As you may remember, the two — who are both professors at Harvard University — found themselves in a brand-tainting controversy in 2013 when a group of economists at the University of Massachusetts at Amherst redid the calculations in a 2010 Reinhart-Rogoff paper that linked government debt of above 90 percent of gross domestic product to slower growth, and found that once you corrected for “coding errors, selective exclusion of available data, and unconventional weighting of summary statistics,” the effect disappeared.

But just because that particular Reinhart-Rogoff conclusion didn’t quite hold up shouldn’t disqualify the entire oeuvre. And it hasn’t: The notion that a financial crisis hangover explains most of what we’ve been going through has some influential adherents. Claudio Borio, head of the monetary and economic department at the Bank for International Settlements, the global central bankers’ organization, devoted a whole speech to it in Washington last week.

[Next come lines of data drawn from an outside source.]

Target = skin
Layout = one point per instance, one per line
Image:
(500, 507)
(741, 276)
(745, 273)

A sample:

The world has been haunted by the inability to restrain financial booms that, once they turn to bust, cause huge and long-lasting economic damage — deep and protracted recessions, weak and drawn-out recoveries, and persistently slower productivity growth. Such outsize financial cycles are best characterized by the joint fluctuations in credit and asset prices, especially property prices, as risk-taking ebbs and flows. And they tend to be much longer than “traditional” business cycles (say, 15-20 years rather than eight-10).

This view can be seen in part as a corrective to the argument made by a few conservative economists — I’m thinking of Stanford’s John Taylor in particular — that the weakness of the post-crisis recovery in the U.S. was due mainly to, in Taylor’s words, “regulatory expansion and policy uncertainty.”

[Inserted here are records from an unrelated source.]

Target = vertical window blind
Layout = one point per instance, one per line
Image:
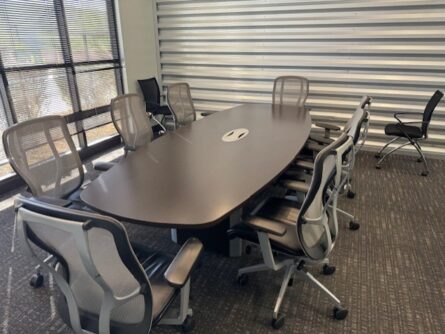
(59, 57)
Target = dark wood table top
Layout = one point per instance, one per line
(191, 178)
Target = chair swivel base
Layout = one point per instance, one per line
(278, 319)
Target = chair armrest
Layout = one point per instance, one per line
(265, 225)
(320, 139)
(327, 126)
(179, 270)
(103, 166)
(54, 201)
(397, 114)
(299, 186)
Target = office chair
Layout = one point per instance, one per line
(42, 152)
(359, 134)
(152, 96)
(356, 128)
(131, 122)
(290, 91)
(414, 134)
(181, 104)
(107, 284)
(300, 234)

Borio, though, presents his “financial cycle drag” hypothesis as an alternative to the gloomy “secular stagnation” theories advanced by former Treasury Secretary Lawrence H. Summers, among others. To oversimplify wildly: In a world of secular stagnation, we have financial bubbles and busts because the underlying rate of economic growth is so slow. In a world of financial cycle drag, we have slow economic growth because financial volatility is weighing on the economy.

Rogoff himself — who uses the name “debt supercycle” for what Borio is getting at with “financial drag” — described the relationship between the two in a 2015 essay:

All in all, the debt supercycle and secular stagnation view of today’s global economy may be two different views of the same phenomenon, but they are not equal. The debt supercycle model matches up with a couple of hundred years of experience of similar financial crises. The secular stagnation view does not capture the heart attack the global economy experienced; slow-moving demographics do not explain sharp housing price bubbles and collapses.
Ultimately, the debt/financial view seems more more hopeful. As the impact of the financial crisis fades, the prospects for growth improve — presuming we don’t get into another financial crisis. Here’s Borio again:

The financial cycle drag hypothesis does assert that the headwinds from the financial bust, while very persistent, are temporary. Moreover, one may also be skeptical, as I am, of the technological pessimism expressed by some observers. Even so, it is hard to be that optimistic if one considers the “risky trilogy” that is to a significant extent the legacy of the successive financial booms and busts the world has seen: productivity growth that is unusually low, global debt levels that are historically high, and a room for policy maneuver that is remarkably narrow.
So, yay, we’re not fated to be stuck with slow economic growth! But we may get it anyway.

1. Rogoff has been there since 1999; Reinhart, a former Bear Stearns chief economist, came from the Peterson Institute for International Economics in 2012.
2. Borio has been doing research on this topic since at least 2001.